Et l’extrait du pom.xml qui permet d’exclure Tomcat

 

Pour synthétiser, voici le schéma de l’architecture applicative de Spring implémentée dans une lambda avec une connexion à une base de données

 

De cette manière, il est possible d’héberger une application monolithique sur le cloud AWS. Pour le déploiement, AWS propose l’utilitaire SAM qui permet de déployer des lambda assez simplement (plus simplement qu’avec CloudFormation en tout cas), et aussi de tester la stack en local.
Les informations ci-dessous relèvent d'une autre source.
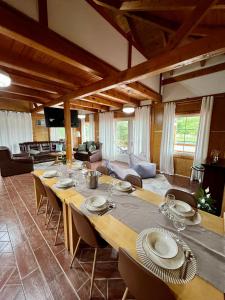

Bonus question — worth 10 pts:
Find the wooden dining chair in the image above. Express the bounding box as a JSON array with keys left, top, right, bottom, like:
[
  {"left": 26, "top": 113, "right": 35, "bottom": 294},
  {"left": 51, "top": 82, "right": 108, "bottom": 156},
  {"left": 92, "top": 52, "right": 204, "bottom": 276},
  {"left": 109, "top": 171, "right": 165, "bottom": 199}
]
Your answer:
[
  {"left": 96, "top": 166, "right": 109, "bottom": 175},
  {"left": 70, "top": 203, "right": 108, "bottom": 299},
  {"left": 44, "top": 185, "right": 62, "bottom": 245},
  {"left": 165, "top": 189, "right": 197, "bottom": 208},
  {"left": 118, "top": 248, "right": 175, "bottom": 300},
  {"left": 124, "top": 174, "right": 142, "bottom": 188},
  {"left": 32, "top": 174, "right": 48, "bottom": 220}
]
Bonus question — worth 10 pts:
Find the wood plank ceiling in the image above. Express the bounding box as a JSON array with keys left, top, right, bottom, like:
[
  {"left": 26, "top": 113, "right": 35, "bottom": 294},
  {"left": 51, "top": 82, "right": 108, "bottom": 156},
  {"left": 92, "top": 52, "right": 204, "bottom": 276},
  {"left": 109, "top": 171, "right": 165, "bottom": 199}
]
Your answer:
[{"left": 0, "top": 0, "right": 225, "bottom": 112}]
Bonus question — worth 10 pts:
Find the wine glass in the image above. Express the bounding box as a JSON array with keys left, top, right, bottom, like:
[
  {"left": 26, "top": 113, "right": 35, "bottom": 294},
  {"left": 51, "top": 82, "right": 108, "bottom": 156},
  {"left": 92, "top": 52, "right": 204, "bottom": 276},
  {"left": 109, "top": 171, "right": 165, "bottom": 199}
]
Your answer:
[{"left": 172, "top": 217, "right": 186, "bottom": 243}]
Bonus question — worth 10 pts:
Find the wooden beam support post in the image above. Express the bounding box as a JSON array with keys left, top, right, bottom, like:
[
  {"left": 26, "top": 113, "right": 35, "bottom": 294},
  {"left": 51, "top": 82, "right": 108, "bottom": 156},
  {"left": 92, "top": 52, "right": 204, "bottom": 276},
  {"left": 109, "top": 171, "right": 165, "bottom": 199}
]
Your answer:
[{"left": 64, "top": 100, "right": 72, "bottom": 163}]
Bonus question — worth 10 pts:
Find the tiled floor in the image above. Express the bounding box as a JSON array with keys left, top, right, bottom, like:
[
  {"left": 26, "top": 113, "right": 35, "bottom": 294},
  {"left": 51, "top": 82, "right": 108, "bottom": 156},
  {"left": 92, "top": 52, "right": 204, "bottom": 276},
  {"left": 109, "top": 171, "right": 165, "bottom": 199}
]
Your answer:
[{"left": 0, "top": 174, "right": 133, "bottom": 300}]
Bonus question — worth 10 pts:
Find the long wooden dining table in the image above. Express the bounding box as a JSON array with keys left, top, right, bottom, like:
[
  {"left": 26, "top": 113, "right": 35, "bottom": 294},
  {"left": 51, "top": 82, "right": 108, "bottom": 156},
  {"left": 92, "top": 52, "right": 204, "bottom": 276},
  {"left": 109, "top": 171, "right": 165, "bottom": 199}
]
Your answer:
[{"left": 33, "top": 170, "right": 224, "bottom": 300}]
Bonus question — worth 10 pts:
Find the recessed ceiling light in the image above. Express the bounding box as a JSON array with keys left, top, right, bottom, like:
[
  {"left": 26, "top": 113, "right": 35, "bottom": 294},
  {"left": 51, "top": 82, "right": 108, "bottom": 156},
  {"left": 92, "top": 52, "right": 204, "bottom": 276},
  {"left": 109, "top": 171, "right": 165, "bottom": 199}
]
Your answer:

Cet article propose une implémentation pour démontrer qu’il est possible de déployer une application monolithique sur une plateforme serverless, mais n’est pas la seule  architecture possible en serverless. Le choix de cette approche permet notamment de pouvoir récupérer l’existant, ainsi que d’éviter de complexifier l’architecture de l’application. Toutefois, il existe de nombreuses autres façons de concevoir une application serverless, qui seront l’occasion de publier d’autres articles.

 

Pour conclure, déployer une application monolithique dans une lambda fonctionne, la preuve s’il en faut est que des frameworks et/ou des librairies existent pour répondre à cette implémentation, cela permet entre autre de pouvoir reprendre un code existant. Cela permet aussi de retrouver des outils familiers des développeurs, notamment un framework comme Spring et les bonnes pratiques qui vont avec. Cela ne demande pas non plus de montée en compétences particulière. Le plus gros inconvénient à cette approche reste le temps de démarrage de la lambda. Cela sera l’occasion d’un autre article de la série sur le serverless, réflexion indispensable avant de répondre si cette idée est une bonne approche ou non.